- Centuries:: 20th; 21st;
- Decades:: 2000s; 2010s; 2020s;
- See also:: List of years in Angola

= 2022 in Angola =

Events in the year 2022 in Angola.

== Incumbents ==

- President: João Lourenço
- Vice President: Bornito de Sousa (until 14 September); Esperança da Costa onwards

== Events ==
Ongoing — COVID-19 pandemic in Angola

27 July - The Lulo Rose, a pink diamond, the largest in 300 years, is discovered at the Lulo mine in Lunda Norte Province, Angola.

24 August - 2022 Angolan general election: Angolans vote to elect their president in a tight race between incumbent leftist candidate João Lourenço and center-right candidate Adalberto Costa Júnior.

25 August - The electoral commission announces that President João Lourenço's MPLA has won the general election.

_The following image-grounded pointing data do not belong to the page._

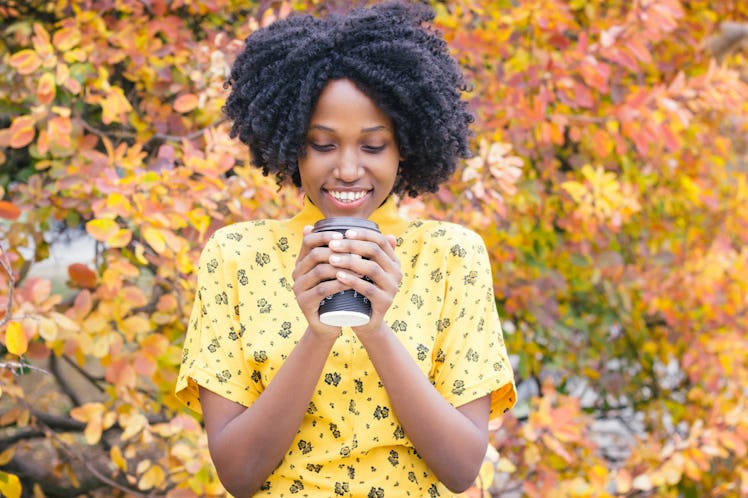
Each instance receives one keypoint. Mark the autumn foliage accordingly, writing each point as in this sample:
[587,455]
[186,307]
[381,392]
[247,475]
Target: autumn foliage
[610,184]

24 September - Thousands of people protest in Luanda, Angola, accusing incumbent president João Lourenço of electoral fraud in the latest election,

== Deaths ==

- 22 February - Jesús Tirso Blanco, 64, Argentina-born Roman Catholic prelate.
- 18 May - Fernando Guimarães Kevanu, 85, Roman Catholic prelate.
- 4 July - José Eduardo dos Santos, 79, politician.
- 17 July - Miguel Maria N'Zau Puna, 90, politician and diplomat.
- 19 August - Gustavo Costa, 63, journalist, stroke.
- 31 October - José Nambi, 73, Roman Catholic prelate.
- 18 November - Nagrelha, 36, Kuduro musician.
- 12 December - Assunção dos Anjos, 76, Angolan diplomat, minister of external relations, heart attack.